# Misty - Collings I30 LC



## dale (Oct 9, 2016)




----------



## Hamstrung (Sep 21, 2007)

That was beautiful!


----------



## greco (Jul 15, 2007)

WONDERFUL! 

Thanks so much for posting a jazz composition. You are an extremely talented guitarist.


----------



## dale (Oct 9, 2016)

hello gentlemen...thanks so much for sharing your time to give this a listen and i hope all is very well your way, dale.


----------



## mawmow (Nov 14, 2017)

I attacked the piece last year (book "Fingerpicking standards")...
I recalled it played on piano...
Great interpretation Sir ! ;-)


----------



## dale (Oct 9, 2016)

i'd love to hear you playing that arrangement...amazing how many ways people can play the same tune! Thanks for checking this out and all the best with your music!


----------



## Mooh (Mar 7, 2007)

That's really quite lovely. Very clean playing. Thanks for not drowning it in delay/reverb as seems to be the fashion these days.


----------



## dale (Oct 9, 2016)

Mooh said:


> That's really quite lovely. Very clean playing. Thanks for not drowning it in delay/reverb as seems to be the fashion these days.

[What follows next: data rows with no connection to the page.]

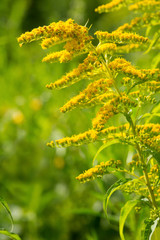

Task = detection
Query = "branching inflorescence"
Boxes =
[18,0,160,239]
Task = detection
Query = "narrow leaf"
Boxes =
[152,102,160,114]
[119,199,139,240]
[0,230,21,240]
[145,26,152,37]
[0,197,14,231]
[92,140,120,164]
[103,178,131,220]
[137,113,160,124]
[143,219,155,240]
[152,225,160,240]
[145,32,160,54]
[150,218,160,240]
[151,52,160,68]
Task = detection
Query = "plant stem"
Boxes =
[127,116,157,209]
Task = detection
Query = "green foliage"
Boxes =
[0,197,14,231]
[0,230,21,240]
[103,178,131,220]
[92,140,120,165]
[119,199,140,240]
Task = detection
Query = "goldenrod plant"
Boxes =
[18,0,160,239]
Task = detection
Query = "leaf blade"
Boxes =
[0,230,21,240]
[103,178,131,221]
[0,197,14,231]
[92,140,120,164]
[119,199,139,240]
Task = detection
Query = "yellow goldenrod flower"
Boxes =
[136,124,160,136]
[47,129,98,148]
[42,50,72,63]
[119,178,148,196]
[88,92,117,106]
[18,19,93,67]
[96,43,117,55]
[92,101,119,130]
[60,78,112,113]
[95,31,148,44]
[129,1,160,11]
[41,36,63,49]
[117,12,160,32]
[46,52,103,90]
[116,43,147,54]
[47,124,130,149]
[18,19,92,47]
[76,160,122,183]
[109,58,146,80]
[95,0,126,13]
[135,124,160,152]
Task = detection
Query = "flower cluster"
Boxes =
[129,1,160,11]
[95,31,148,44]
[46,124,130,148]
[119,178,148,197]
[109,58,160,83]
[46,52,102,89]
[95,0,160,14]
[95,0,127,13]
[117,12,160,32]
[60,78,112,113]
[47,129,98,148]
[121,163,160,203]
[96,43,117,55]
[92,101,119,130]
[18,19,93,63]
[76,160,122,183]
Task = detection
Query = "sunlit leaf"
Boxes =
[0,197,14,231]
[0,230,21,240]
[119,199,139,240]
[142,219,155,240]
[103,178,131,220]
[145,32,160,54]
[92,140,120,164]
[151,225,160,240]
[137,113,160,124]
[151,52,160,68]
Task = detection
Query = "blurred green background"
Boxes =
[0,0,157,240]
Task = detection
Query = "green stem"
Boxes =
[127,117,157,209]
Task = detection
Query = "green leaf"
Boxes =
[145,26,152,37]
[152,102,160,114]
[145,32,160,54]
[152,225,160,240]
[0,197,14,231]
[119,199,139,240]
[137,113,160,124]
[92,140,120,164]
[152,152,160,163]
[0,230,21,240]
[142,219,155,240]
[151,52,160,68]
[103,178,131,220]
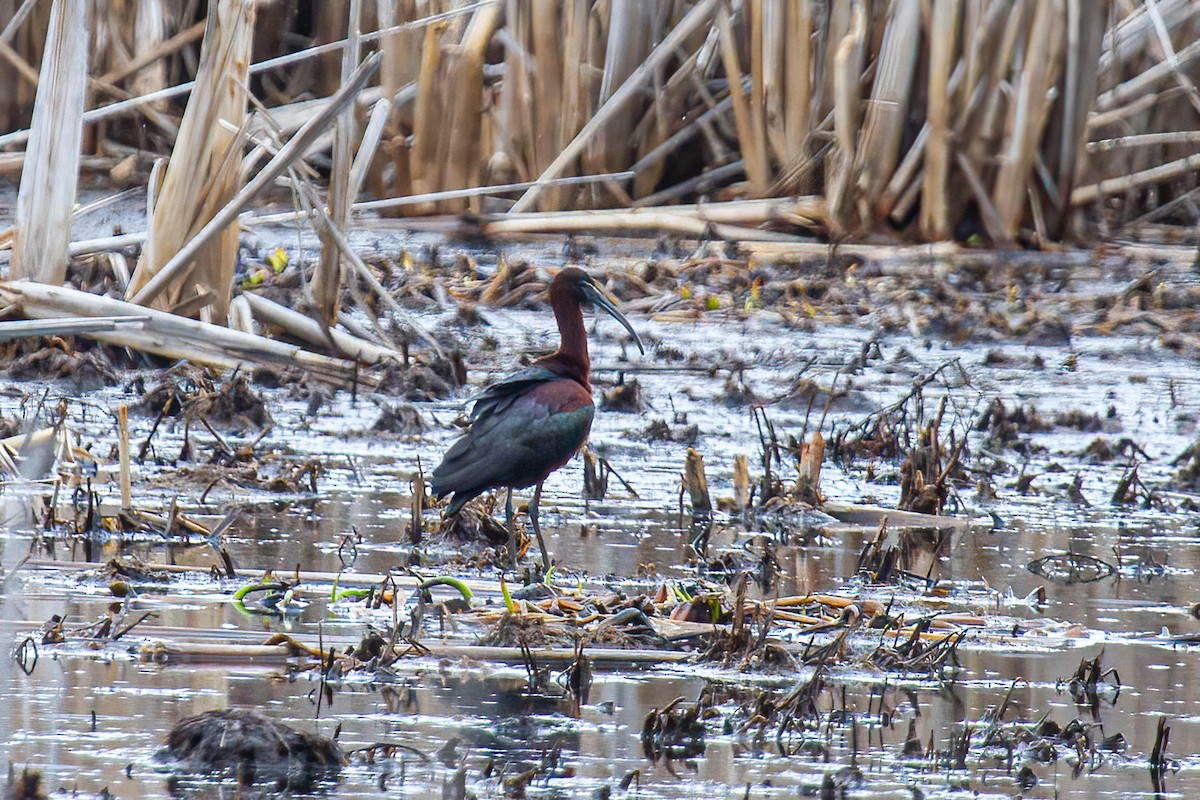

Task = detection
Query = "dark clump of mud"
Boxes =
[370,402,425,436]
[159,709,342,789]
[138,369,272,430]
[600,377,644,412]
[642,418,700,445]
[1171,439,1200,491]
[3,339,120,391]
[374,353,466,402]
[4,767,46,800]
[478,612,576,648]
[435,502,509,547]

thanks for the kind response and sharing your time to give this a listen!


----------



## Macki (Jun 14, 2010)

Really nice playing - loved listening to this.


----------



## mawmow (Nov 14, 2017)

dale said:


> i'd love to hear you playing that arrangement...amazing how many ways people can play the same tune! Thanks for checking this out and all the best with your music!


I found this on my YouTube account : https://m.youtube.com/watch?v=dh9urz1Syl0
Gee ! Already three years ago, really ?! I am afraid this is not as good as your interpretation (be it for my mean play or poor soundtake with my iPad mic) as the video was rolled as part of a series to witness the progression of a fifty-five years old lazy guy turning to fingerstyle. 
P.S. The guitar was a Larrivée OM-03R (I gave her to my brother as retirement gift)


----------



## dale (Oct 9, 2016)

Macki said:


> Really nice playing - loved listening to this.


thanks for sharing your time...greatly appreciated, thanks for the kind post.



mawmow said:


> I found this on my YouTube account : https://m.youtube.com/watch?v=dh9urz1Syl0
> Gee ! Already three years ago, really ?! I am afraid this is not as good as your interpretation (be it for my mean play or poor soundtake with my iPad mic) as the video was rolled as part of a series to witness the progression of a fifty-five years old lazy guy turning to fingerstyle.
> P.S. The guitar was a Larrivée OM-03R (I gave her to my brother as retirement gift)


thanks for sharing the link...enjoyed your fingerstyle approach and indeed a beautiful guitar!


----------